Федор Михайлович отпрянул от окна и аккуратно поправил штору.

- Маршируют Поленька. Сегодня ж десятое число. Патриотическое шествие Смертоносной дивизии.

- Так вчера же ходили, - Аполлинария в недоумении развела руками.

- Вчера шли Дневные собаки. Записывали детей на добровольные курсы по обучению игре на виолончели.

- Хорошо, что у нас нет детей, Федечка, - барышня встала с кровати и подошла к писателю.

- Хорошо Поленька. Очень хорошо.

Аполлинария осторожно отодвинула краешек занавески и боязно посмотрела на происходящее за окном: худощавые халдеи, облоченные в костюмы колорадских жуков, бездумные и радостные лица высохших стариков, виноватые интеллегентские рожи, женщины-анарексички, дети-карлики - все смешалось в мазахическо-патриотическом экстазе народной массы.

- А до какого числа у нас освобождение от участия?- Поля вдруг тревожно посмотрела на мужа и обхватила руками свою талию.

- До четырнадцатого.
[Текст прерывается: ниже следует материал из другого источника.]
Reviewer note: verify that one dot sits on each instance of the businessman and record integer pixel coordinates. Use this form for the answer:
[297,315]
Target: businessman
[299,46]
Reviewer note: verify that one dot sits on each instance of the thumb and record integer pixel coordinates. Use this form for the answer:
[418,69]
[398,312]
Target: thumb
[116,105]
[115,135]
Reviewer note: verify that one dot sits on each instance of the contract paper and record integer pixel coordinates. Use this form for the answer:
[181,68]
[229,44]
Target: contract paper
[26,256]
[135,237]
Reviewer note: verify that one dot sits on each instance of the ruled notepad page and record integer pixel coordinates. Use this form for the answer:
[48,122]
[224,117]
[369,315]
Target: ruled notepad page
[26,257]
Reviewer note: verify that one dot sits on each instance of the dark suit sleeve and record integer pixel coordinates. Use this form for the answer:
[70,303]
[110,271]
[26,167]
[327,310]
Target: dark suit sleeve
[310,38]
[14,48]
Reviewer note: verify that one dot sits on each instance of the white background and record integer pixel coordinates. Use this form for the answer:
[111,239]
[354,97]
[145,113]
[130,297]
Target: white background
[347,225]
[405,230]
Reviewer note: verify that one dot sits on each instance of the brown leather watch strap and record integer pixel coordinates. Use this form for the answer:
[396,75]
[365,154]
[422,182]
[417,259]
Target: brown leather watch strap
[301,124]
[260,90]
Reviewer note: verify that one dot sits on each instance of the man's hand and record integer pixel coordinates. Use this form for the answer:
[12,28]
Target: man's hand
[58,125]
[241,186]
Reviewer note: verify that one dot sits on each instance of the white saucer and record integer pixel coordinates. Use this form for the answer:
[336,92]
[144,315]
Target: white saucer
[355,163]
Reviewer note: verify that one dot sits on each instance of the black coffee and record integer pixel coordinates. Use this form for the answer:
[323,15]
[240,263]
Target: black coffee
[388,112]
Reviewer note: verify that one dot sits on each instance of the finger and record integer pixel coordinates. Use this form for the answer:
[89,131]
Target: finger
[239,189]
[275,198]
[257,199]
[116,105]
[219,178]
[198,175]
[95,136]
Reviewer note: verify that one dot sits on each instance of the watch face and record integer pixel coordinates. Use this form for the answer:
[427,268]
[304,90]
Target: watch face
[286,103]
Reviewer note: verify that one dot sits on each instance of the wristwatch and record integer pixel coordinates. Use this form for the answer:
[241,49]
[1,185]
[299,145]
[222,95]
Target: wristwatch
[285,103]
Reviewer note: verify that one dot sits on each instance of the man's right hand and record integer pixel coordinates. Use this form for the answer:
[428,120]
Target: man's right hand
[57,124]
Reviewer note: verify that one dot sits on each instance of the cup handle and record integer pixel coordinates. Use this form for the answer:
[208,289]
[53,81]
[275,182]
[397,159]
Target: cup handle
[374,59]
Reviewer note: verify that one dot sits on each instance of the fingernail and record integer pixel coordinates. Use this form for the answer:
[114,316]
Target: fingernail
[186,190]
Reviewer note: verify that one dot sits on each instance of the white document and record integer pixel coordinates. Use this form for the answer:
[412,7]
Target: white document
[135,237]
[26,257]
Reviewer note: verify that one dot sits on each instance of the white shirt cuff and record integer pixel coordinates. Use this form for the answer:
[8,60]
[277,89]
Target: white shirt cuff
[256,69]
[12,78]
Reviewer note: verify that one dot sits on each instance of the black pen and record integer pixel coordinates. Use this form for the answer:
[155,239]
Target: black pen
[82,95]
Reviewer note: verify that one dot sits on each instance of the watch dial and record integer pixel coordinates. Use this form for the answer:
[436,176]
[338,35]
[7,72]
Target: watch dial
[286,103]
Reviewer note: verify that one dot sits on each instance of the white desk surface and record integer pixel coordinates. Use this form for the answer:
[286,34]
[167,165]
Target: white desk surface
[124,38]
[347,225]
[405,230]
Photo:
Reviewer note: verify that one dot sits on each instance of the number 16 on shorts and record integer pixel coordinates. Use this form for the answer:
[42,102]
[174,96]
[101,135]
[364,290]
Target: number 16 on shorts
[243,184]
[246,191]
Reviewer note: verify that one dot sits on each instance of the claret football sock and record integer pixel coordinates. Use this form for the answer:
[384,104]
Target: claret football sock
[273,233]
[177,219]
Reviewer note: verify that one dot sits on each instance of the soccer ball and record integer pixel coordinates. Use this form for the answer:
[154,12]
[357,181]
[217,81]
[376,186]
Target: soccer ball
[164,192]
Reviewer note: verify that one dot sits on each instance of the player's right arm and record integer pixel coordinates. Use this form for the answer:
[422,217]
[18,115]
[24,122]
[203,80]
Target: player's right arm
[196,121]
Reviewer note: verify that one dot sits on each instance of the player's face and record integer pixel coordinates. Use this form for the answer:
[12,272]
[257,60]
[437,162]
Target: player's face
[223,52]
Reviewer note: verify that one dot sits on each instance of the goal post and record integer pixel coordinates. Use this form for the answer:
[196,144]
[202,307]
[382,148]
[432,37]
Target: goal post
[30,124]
Четыре дня ещё..., - Федор Михайлович тоже посмотрел на тело своей возлюбленной и ужаснулся.

Аполлинария бросилась к весам, забыв в панике отключить их от тотальной системы контроля физической массы патриотической единицы. Сорок девять килограммов превышали допустимо разрешенный вес на десять и по новому патриотическому закону такое превышение являлось неоспоримым докательством умышленной растраты государственной провизии и приравнивалось к государственной измене.
Аполлинария немедленно выдернула проклятые весы из розетки и достала батарейки в надежде, что информация ещё не передалась. До участия в шествии целых четыре дня и внешнее отсутствие дистрофии можно было попробовать скрыть.

Федор Михайлович крепко обнял девушку и поцеловал в лоб.
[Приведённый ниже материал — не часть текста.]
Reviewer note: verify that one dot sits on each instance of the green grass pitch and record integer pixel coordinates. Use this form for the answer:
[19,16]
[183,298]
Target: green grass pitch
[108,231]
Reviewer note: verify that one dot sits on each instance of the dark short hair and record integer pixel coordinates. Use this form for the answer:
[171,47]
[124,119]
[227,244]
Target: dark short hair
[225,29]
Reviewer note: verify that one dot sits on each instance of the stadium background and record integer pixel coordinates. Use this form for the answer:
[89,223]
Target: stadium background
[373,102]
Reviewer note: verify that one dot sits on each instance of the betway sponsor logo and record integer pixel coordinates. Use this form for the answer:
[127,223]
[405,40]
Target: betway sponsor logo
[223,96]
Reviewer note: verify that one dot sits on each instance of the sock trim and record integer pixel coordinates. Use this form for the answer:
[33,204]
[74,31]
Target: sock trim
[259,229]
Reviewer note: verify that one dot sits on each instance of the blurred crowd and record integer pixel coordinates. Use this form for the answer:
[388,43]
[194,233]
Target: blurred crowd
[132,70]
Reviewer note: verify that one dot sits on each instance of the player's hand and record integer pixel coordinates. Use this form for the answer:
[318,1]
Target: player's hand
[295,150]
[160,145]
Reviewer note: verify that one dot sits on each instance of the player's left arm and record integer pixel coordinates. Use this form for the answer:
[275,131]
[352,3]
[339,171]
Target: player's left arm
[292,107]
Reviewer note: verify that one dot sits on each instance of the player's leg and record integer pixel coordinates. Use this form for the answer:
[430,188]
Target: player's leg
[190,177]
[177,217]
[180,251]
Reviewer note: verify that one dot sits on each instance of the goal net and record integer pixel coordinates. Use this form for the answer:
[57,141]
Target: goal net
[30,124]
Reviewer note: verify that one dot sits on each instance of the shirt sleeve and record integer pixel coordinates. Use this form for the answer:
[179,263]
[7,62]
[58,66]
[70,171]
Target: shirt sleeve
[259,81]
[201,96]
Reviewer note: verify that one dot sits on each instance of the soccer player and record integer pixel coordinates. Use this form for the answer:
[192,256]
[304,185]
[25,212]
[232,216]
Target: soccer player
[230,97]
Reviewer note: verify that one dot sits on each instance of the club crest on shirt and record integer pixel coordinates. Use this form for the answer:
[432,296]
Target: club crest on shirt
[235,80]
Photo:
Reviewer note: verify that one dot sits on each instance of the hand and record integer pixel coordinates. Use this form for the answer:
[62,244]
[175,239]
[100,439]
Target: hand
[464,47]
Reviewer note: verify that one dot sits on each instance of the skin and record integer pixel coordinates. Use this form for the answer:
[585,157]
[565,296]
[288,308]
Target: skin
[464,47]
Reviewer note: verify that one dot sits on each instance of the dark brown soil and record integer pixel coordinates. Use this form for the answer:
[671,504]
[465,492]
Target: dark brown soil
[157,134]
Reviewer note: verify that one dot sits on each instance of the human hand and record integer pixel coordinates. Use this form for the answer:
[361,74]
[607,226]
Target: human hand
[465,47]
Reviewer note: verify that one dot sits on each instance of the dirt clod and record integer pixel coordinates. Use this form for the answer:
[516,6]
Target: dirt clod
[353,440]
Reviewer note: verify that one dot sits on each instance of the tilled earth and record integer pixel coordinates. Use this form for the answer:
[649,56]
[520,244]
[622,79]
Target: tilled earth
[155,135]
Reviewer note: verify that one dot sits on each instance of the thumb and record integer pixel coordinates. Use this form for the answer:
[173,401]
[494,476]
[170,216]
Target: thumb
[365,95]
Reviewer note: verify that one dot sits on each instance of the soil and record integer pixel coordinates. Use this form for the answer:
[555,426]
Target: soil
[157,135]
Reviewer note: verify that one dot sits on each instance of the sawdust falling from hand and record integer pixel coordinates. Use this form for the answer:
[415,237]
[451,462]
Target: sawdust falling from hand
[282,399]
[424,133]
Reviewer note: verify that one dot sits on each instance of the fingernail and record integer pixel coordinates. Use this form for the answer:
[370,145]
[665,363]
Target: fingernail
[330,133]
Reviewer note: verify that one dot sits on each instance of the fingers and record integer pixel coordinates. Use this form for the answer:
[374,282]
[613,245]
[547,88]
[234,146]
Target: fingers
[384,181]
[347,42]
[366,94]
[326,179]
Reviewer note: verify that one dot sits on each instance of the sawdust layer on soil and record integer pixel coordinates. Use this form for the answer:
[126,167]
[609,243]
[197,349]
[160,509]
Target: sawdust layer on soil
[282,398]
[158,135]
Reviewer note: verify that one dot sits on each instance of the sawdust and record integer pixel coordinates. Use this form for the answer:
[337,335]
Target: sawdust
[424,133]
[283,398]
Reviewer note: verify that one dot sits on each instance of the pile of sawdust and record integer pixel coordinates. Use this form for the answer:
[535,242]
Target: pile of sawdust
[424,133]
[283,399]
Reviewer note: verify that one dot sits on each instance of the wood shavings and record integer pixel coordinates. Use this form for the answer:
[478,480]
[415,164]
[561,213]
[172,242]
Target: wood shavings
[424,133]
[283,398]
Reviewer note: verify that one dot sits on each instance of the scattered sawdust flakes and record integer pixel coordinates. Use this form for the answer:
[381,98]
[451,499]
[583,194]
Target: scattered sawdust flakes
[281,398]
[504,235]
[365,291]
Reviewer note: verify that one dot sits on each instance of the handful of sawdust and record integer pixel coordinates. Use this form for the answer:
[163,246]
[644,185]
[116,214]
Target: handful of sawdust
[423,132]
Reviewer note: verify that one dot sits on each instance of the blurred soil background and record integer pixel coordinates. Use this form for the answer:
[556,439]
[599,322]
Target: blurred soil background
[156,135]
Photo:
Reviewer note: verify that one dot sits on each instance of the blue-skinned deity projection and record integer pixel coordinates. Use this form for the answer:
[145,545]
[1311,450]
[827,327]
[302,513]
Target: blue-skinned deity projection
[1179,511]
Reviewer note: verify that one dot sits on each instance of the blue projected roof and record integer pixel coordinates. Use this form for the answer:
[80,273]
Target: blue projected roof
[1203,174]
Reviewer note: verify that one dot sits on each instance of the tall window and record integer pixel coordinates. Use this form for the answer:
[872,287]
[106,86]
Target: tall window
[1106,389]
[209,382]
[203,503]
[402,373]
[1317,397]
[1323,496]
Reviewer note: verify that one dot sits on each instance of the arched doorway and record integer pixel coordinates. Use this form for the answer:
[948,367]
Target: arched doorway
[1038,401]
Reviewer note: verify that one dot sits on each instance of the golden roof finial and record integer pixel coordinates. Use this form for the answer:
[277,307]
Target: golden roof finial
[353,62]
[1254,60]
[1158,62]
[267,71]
- Как же так, милая? Што ж мы с тобой не углядели все это дело, ох горе мне!

В дверь уже настойчиво били кулаками. Федор Михайлович впустил двух высоких красивых национальных гвардейцев и указал им на Апполинарию. Они схватили девушку за волосы и поволокли её вон из квартиры.

- Полюшка, любимая, лучик мой, цветочек нежный и единственный, знай, что все это не зря так случилось с тобой и ещё будет случаться с нами со всеми, ибо всем этим великая миссия нами исполняется и главное помни любимая, что Крит теперь наш! Ты слышишь, Полюшка? Наш! Весь нашь! Весь наш...

Дверь за гвардейцами закрылась и Достоевский с облегчением выдохнул. Усевшись за письменный стол, Федор Михайлович закурил трубку и вытащил из тумбочки толстую пачку чистых листов. Задумавшись на несколько секунд, писатель мокнул перо и большими буквами посреди листа вывел: "ИДИОТКА".

Возможно это было название ещё одного великого романа гениального автора.